It will result in cleaner holding structures within banking groups and ring-fence banks from change in the fortunes of subsidiaries
In a major overhaul of the equity holding structures of financial conglomerates, the Reserve Bank of India (RBI) is said to be looking at a holding company model for banks.
The move is expected soon and will entail guidelines on banks current exposure to their subsidiaries, which encompass businesses like investment banking, mutual funds, insurance, broking, credit cards, among others, Business Standard reported.
This will result in cleaner holding structures within banking groups and ring-fence banks from change in the fortunes of subsidiaries, the report suggests.
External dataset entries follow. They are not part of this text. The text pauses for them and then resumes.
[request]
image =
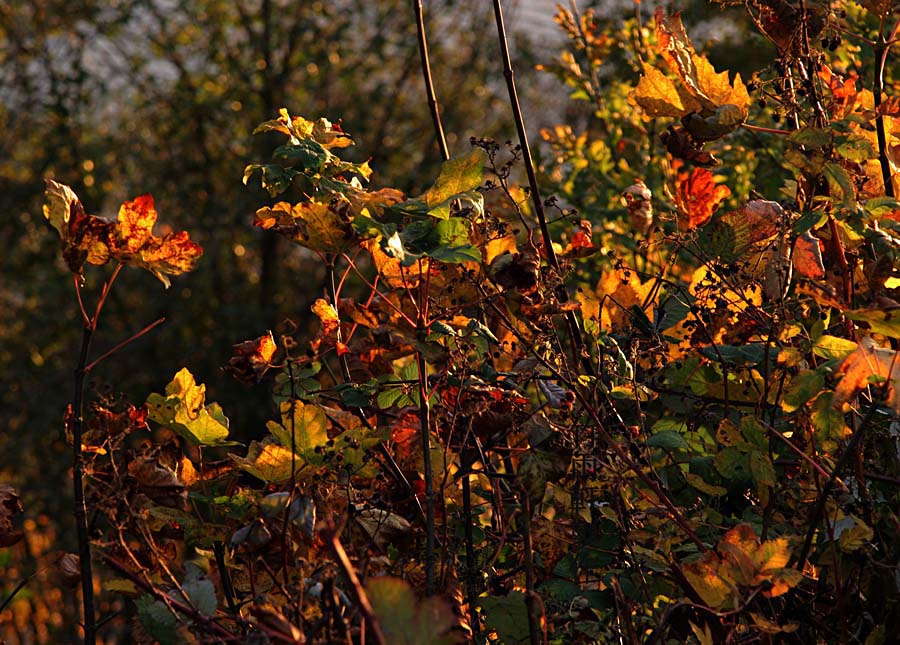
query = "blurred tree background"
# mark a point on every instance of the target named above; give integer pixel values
(122, 97)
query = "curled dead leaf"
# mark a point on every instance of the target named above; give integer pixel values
(10, 505)
(698, 196)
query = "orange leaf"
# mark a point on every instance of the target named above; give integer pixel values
(697, 197)
(710, 89)
(129, 240)
(807, 257)
(252, 359)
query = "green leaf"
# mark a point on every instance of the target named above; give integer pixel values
(877, 207)
(182, 410)
(751, 353)
(832, 347)
(459, 175)
(456, 254)
(840, 184)
(856, 148)
(696, 481)
(882, 322)
(308, 154)
(733, 464)
(157, 620)
(667, 440)
(507, 615)
(804, 387)
(404, 619)
(811, 137)
(200, 590)
(274, 178)
(308, 422)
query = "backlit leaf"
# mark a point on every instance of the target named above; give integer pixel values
(458, 176)
(869, 364)
(182, 410)
(697, 197)
(404, 619)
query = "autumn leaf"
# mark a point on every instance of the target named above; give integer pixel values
(807, 257)
(129, 240)
(868, 365)
(658, 95)
(184, 411)
(741, 563)
(315, 225)
(697, 197)
(9, 506)
(252, 359)
(709, 88)
(718, 103)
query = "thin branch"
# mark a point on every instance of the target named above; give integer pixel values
(125, 342)
(330, 534)
(429, 84)
(561, 294)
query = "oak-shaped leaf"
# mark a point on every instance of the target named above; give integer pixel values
(458, 179)
(9, 506)
(406, 620)
(710, 89)
(698, 196)
(807, 257)
(184, 411)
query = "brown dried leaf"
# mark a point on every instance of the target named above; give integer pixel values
(9, 506)
(869, 364)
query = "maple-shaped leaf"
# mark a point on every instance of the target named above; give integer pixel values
(268, 461)
(85, 237)
(184, 411)
(710, 89)
(315, 225)
(658, 95)
(718, 106)
(868, 365)
(698, 196)
(129, 240)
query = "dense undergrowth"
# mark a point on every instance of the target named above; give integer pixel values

The proposed move will also give subsidiaries a breather from the capital constrains of their parent bank and will free up bank boards from the hassle of managing these subsidiaries.
Indian banks currently follow a flat structure with the main bank followed by various arms: insurance, broking, asset management, etc.
In the proposed model, RBI suggests a financial holding company (FHC) with the main banking division as a subsidiary, which in turn will have other banking arms, thus cutting down on regulatory overlaps as they all report to the banking regulator. Other subsidiaries like investment banking, asset management, insurance etc will now be arms of the FHC, the newspaper report suggests.
The move comes at a time when a number of state-run banks are hiving off their non-banking ventures to raise capital. The RBI move, if implemented, could lead to further consolidation in the financial space.
“It (new norms) will lead to cleaner within banking groups. The bank will not sit on the top of its subsidiaries and as an investor you will have better visibility of what you are getting into,” the report quoted a source as saying, adding that the FHC and its one-drop subsidiaries can be listed.As per the report, it will be up to the FHC to infuse capital in its arms, thus protecting it from the direct impact of losses in subsidiaries when the consolidated accounts are prepared.